# iva



## Gavril

Would _iva _be a good translation for the words_ irony, sarcasm _or _mockery_? Are there more specific words for any of these?

Jos muuten jollakulla on SSA/NES/jne., mitä alkuperää _iva-_sanan arvellaan olevan?

K


----------



## Grumpy Old Man

In many contexts, yes. _Irony of fate_ (kohtalon iva) comes to mind. _Derision_ is often a good word: _His words were filled with derision. _(Hänen sanansa olivat täynnä ivaa.)


----------



## SamiFrenezas

Yes, _iva_ and _pilkka_ would cover all the meanings. Although, I would use simply _ironia_ for irony and _sarkasm_i for sarcasm. For mockery I can't come up with better equivalents than_ iva_ and _pilkka._


----------



## Gavril

So, are the following translations correct?

_Isn't that ironic?_ = _Eikö se ole ivallinen_? (Or maybe just _Mikä iva!_)

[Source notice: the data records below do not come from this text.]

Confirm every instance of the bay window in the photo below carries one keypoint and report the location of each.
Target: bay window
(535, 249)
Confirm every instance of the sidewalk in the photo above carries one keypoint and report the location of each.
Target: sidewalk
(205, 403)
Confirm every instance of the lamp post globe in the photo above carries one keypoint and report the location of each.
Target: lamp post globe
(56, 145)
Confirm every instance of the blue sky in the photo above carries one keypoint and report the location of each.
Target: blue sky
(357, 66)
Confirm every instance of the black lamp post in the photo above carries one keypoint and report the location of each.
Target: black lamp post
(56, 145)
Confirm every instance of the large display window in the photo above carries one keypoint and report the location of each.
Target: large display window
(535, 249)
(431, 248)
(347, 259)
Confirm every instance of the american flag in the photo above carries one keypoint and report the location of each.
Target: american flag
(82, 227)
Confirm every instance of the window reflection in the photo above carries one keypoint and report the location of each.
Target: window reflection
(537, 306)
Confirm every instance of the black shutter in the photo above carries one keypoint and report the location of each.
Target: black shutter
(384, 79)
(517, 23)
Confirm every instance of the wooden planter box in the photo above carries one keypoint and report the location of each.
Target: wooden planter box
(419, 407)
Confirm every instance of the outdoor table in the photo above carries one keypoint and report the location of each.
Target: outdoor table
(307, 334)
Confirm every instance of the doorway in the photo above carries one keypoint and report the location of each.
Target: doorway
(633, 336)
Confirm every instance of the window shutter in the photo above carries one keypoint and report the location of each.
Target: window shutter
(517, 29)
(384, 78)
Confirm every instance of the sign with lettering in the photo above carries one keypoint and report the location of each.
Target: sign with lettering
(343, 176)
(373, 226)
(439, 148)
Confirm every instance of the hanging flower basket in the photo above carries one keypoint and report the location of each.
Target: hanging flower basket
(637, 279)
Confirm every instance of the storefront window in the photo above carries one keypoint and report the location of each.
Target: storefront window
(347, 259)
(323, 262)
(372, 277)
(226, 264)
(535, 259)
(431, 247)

_I wasn't being serious; I was being sarcastic._ = _En ollut tosissani, se oli iva.
_


----------



## Grumpy Old Man

Gavril said:


> So, are the following translations correct?
> 
> _Isn't that ironic?_ = _Eikö se ole ivallinen_? (Or maybe just _Mikä iva!_)
> 
> _I wasn't being serious; I was being sarcastic._ = _En ollut tosissani, se oli iva.
> _


No, we would say: _Eikö se olekin ironista? En ollut tosissani; se oli sarkasmia._


----------



## sakvaka

Gavril said:


> So, are the following translations correct?
> 
> _Isn't that ironic?_ = _Eikö se ole ivallinen_? (Or maybe just _Mikä iva!_)
> 
> _I wasn't being serious; I was being sarcastic._ = _En ollut tosissani, se oli ivaa.
> _



1st sentence: We usually say _Aika ivallista_/_ironista_ ("quite ironic").
2nd sentence: It goes fine, but remember to put _iva _in the partitive case. Another possible translation would be _se oli sarkasmia_.

EDIT: Three minutes late of Grumpy Old Man


----------



## Gavril

En halua viedä liikaa aikaanne, but I'm curious to know: would you use _ivallinen_ to describe the style of the last part of this article (starting with "Mutta emme pärjää ilman ...")?

KVK


----------



## Duracell

Gavril said:


> Would _iva _be a good translation for the words_ irony, sarcasm _or _mockery_? Are there more specific words for any of these?



First of all, I agree with all the Finns who have already commented on this.

My intuition at first was that _iva _would rather be _mockery _than _irony _or_ sarcasm._ I was even going to say that I would never use _iva _to refer to _sarcasm _or _irony _because I thought it wouldn't be right. However, I found the following explanation in Kielitoimiston sanakirja:

"iva - ylimielinen, halveksiva t. verhottu pilkanteko, ironia, satiiri.
_Joutua ivan kohteeksi. Hienoista ivaa sisältävä pakina. Oli kohtalon ivaa, että - -._" (Kielitoimiston sanakirja, Kotimaisten kielten tutkimuskeskus 2006. Gummerus kirjapaino Oy, 
Jyväskylä 2007: 350.) 

So, _iva _seems to refer to irony as well.


----------